'Guys and Doll's review or 'Shall we roll the dice?'

'Guys and Dolls', Frank Loesser, Jo Swerling and Abe Burrows
Savoy Theatre, 7th January 2016





I used to fall in love at the theatre all the time. My parents would take me to musicals and I would leave with my eyes sparkling and heart swelling. That hasn’t happened in a while and it takes a lot of musical magic to carry me away these days – but Gordon Greenberg’s gleeful take on ‘Guys and Dolls’ (transferring from Chichester) made me feel twelve again. I left with feet as light as air, a head happily fuzzed up with music and romance and a full-blown crush on Jamie Parker. This isn’t the sharpest or most timely version of ‘Guys and Dolls’ – and there’s barely a touch of danger or cynicism to be found – but this is a joyful, soaring and dizzying production.

The show doesn’t take off immediately and, initially, everything feels a little overdone. The production is almost too slick and neatly contained in Peter McKintosh’s set, which frames the stage in a rainbow of 50s posters and Broadway lightbulbs. Everything is so clean, colourful and clear: Jo Swerling and Abe Burrow’s crisp book pings with finely crafted quips, Frank Loesser’s brassy music ripples through us and Carlos Acosta’s and Andrew Wright’s choreography elegantly charms us.
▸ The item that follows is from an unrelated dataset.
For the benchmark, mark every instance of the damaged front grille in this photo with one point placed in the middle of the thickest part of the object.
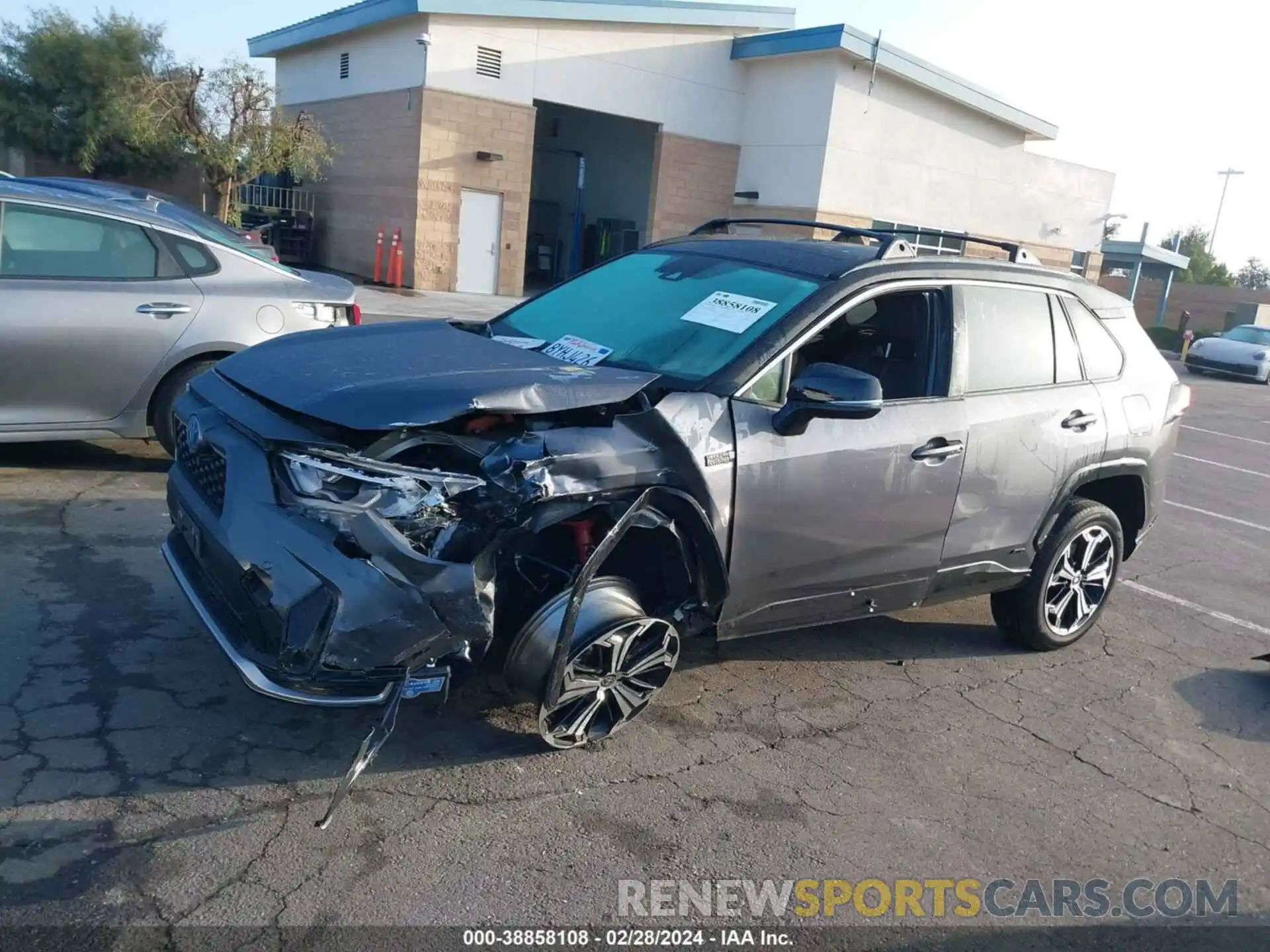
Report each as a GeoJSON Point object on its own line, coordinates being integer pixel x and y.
{"type": "Point", "coordinates": [205, 467]}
It is all bloody good fun but feels just a little too shiny and packaged.

But it doesn’t take long for the romance, cheekiness and sheer exuberance of this musical to take a hold on its audience. That pretty much happens as soon as Jamie Parker begins to sing. Parker is a proper musical star and has a voice that – well – it bloody well sounds like love. It’s smooth and seductive and each easy sweep that Parker manages with his voice is like a bleeding gentle caress. By the end of ‘I’ll Know’ – the first duet between Parker’s good-for-nothin’ gambler Sky Masterson and Siubhan Harrison’s Bible-bashing Sarah – half of the audience is in love. We fall in love with Sky Masterson as soon as we hear him sing; it’s as if we’re seeing that ‘hidden’ part of him that all lovers see in the object of their affection.

Harrison just about keeps up her end of the bargain although this isn’t the most convincing love affair you’ll see on stage. There’s something a bit awkward about Harrison’s transition from prim soul-saver to rum-swilling romantic and, whilst we enjoy watching Sarah and Sky’s romance we never quite believe it – and it doesn’t help that Harrison’s voice feels a little strained and thin compared to Parker’s effortlessly enchanting turn. It doesn’t matter too much, though, since the love story between Parker and the audience is really what lights up this show from within.

And then there is the comedy – for ‘Guys and Dolls’ is as much about laughing at love as it is about celebrating it. Sophie Thompson plays the put-upon Miss Adelaide, an ageing dancer who has been married to chancer and gambler Nathan Detroit (David Haig) for fourteen years. Thompson nearly steals the show and positively revels in an endless number of savvy quips; ‘Tell him I never want to talk to him again. And ask him to call me tomorrow.’ It might’ve all been a bit hammy – and Thompson’s habit of dropping her voice an octave with every gag does begin to wear – but there’s a lot of soul simmering behind Thompson’s showboating. By the time Adelaide’s second lament comes around, you can feel the audience longing to reach out and comfort her.  

And so we gradually begin to fall in love with the no-hopers and the lost souls and the very message of this story – you can’t control who you fall for and aint that a bitch and a joy – begins to make itself heard in all of us. As the musical sweeps along, the gamblers and bad boys get the greatest melodies, the most impressive dance-moves and the funniest lines. By the time we reach ‘Luck Be A Lady Tonight’, all the gamblers are gathered in the sewers and it’s here that Acosta’s choreography really explodes (look as those lowsy lads KICK!) and Loesser’s melody intoxicates. All these components are taken up one more notch as Nathan and his (good)baddie-buds agree to attend Sarah’s prayer meeting and Nicely Nicely (Gavin Spokes) brings the house down with ‘Sit Down You’re Rockin’ the Boat’. This is a song so fail-safe – so injected with the joy that a little danger brings to all our lives – that it has an encore written into it. These musical bods have our number: and what a joy it is to be played with such exquisite skill.